To the Land of Cattails by Aharon Appelfeld
A Jewish mother and her son make their way back to her eastern European homeland as Nazism is on the rise. They unknowingly stumble into the mass deportation of Jews. Interesting and poignant in many ways, but overall, as a reading experience it was just okay.
ACOB progress
1921 – Vera – Elizabeth von Arnim 1922 – A Son at the Front – Edith Wharton 1924 –The Unlit Lamp by Radclyffe Hall 1929 – The Bride’s House by Dawn Powell 1930 – Journey’s End by R.C. Sherriff and Vernon Bartlett 1939 – The Confidential Agent by Graham Greene 1954 – Slide Rule – Nevil Shute 1959 – Passage of Arms – Eric Ambler 1986 – To the Land of Cattails by Aharon Appelfeld 1987 – In the Country of Last Things by Paul Auster 1990 – The Boss Dog by M.F.K. Fisher
Seinfeldia by Jennifer Keishin Armstrong
Lately I’ve been watching a lot of Seinfeld reruns. I’ve seen most episodes multiple times. But after a period of a few years of not seeing any episodes I now find them perhaps even funnier than before and on top of that I now feel nostalgic for the 1990s. Seeing the group of four friends and all the socializing and informal pop-ins makes me hanker for my easy-breezy 20s. So when I saw the book at Politics and Prose, and not in the market for any new fiction given my ACOB goals, it seemed like this clearly enjoyable, easy-to-read, bit of fluff wouldn’t make much of a dent in my reading time. I was right on all counts. I enjoyed it for some of its behind the scenes gossip and much of it made me laugh out loud reminiscing about episodes and how they were received at the time they first aired. It was also interesting to read about how the show first came to be and how it almost didn’t survive it’s pilot episode. The second part of the book kind of breaks down a bit and turns into a lot of disparate anecdotes that felt like the author was stretching for material. But still a very fun read. [I’m not counting this one toward ACOB because it was not part of my TBR and because there are too many other books from 2016 to from which to choose.]

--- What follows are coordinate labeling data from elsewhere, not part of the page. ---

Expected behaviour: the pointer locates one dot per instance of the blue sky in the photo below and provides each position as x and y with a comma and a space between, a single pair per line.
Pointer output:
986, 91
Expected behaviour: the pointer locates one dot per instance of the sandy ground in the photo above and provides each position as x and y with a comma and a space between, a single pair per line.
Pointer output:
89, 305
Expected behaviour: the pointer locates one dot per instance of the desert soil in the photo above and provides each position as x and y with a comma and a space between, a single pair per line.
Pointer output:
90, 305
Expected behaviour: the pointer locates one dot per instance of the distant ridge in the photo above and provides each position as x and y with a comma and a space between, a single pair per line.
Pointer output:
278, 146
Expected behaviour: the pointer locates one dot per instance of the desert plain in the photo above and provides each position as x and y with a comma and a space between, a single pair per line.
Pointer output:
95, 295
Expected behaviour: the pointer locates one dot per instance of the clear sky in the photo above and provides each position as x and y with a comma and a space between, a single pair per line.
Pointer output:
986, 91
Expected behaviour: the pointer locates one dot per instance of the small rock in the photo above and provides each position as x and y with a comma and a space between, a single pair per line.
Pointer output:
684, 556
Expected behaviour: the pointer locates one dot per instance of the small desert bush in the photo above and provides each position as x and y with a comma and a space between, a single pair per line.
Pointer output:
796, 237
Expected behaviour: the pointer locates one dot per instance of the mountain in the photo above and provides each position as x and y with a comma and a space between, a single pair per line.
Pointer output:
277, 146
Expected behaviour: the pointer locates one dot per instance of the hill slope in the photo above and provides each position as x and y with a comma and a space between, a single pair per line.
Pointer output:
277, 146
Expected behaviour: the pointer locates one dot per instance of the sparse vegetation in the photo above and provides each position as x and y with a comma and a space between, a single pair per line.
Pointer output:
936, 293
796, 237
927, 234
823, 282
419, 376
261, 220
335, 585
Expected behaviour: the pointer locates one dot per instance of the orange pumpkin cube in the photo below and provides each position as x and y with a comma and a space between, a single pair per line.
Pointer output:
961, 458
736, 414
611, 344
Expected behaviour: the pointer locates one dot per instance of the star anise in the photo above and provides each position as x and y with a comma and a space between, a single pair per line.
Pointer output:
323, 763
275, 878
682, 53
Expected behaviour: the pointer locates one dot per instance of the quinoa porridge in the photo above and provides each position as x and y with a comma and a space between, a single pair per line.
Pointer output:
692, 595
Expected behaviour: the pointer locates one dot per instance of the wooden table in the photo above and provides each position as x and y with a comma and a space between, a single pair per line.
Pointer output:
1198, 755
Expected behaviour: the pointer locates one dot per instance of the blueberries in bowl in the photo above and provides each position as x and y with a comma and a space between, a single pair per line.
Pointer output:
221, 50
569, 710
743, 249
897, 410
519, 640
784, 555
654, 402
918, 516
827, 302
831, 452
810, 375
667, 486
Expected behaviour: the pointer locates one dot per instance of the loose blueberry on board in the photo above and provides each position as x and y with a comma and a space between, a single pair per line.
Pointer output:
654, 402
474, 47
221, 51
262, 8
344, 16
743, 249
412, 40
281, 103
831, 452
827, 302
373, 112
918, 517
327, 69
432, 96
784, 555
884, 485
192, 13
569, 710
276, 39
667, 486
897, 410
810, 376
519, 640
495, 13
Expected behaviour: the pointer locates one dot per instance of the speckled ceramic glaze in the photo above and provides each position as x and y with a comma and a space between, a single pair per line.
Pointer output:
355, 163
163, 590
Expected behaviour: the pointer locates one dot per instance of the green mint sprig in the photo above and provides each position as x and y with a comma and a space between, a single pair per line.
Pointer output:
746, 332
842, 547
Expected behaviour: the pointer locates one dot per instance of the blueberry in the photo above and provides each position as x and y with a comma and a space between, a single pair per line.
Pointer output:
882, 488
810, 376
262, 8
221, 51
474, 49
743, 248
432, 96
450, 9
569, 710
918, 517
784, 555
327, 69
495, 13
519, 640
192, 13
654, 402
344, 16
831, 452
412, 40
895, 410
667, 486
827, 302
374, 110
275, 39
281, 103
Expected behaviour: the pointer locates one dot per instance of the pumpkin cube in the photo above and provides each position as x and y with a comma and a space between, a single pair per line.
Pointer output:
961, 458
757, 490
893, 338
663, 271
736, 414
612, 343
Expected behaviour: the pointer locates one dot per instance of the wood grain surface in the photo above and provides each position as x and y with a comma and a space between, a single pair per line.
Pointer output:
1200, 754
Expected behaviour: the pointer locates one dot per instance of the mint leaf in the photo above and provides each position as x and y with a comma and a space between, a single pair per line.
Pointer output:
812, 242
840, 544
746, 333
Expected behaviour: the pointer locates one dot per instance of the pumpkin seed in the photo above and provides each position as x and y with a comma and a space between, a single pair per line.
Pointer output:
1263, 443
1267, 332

Regular readers will know that the first two months of my year of books from Heywood Hill bookshop in Mayfair were absolute hits (see hereand here). They were so good I was beginning to think they were living in my head. I wondered if they could keep it up. On the whole I would say yes, they did keep it up. However…
This choice was a winner because Heywood found something that is both in my comfort zone in setting, tone, and writing style. And they get kudos for giving me a ghost story, something I would never pick up on my own. I wanted them to challenge my usual reading choices. So no faults for their choice. Where it falls down is that the book just isn’t that good. I kind of liked it at first but then I started to have problems with the one dimensionality of the characters and a story that I grew to care less and less about as each page passed.
This choice was a winner because it is exactly the kind of book I would love. But. I read it when it first came out and hated it because I thought Hill set up a narrative framework and then proceeded to ignore it and just blather about whatever bookish topic she wanted to blather about. And don’t even get me started on her thoughts on book bloggers. What a dip.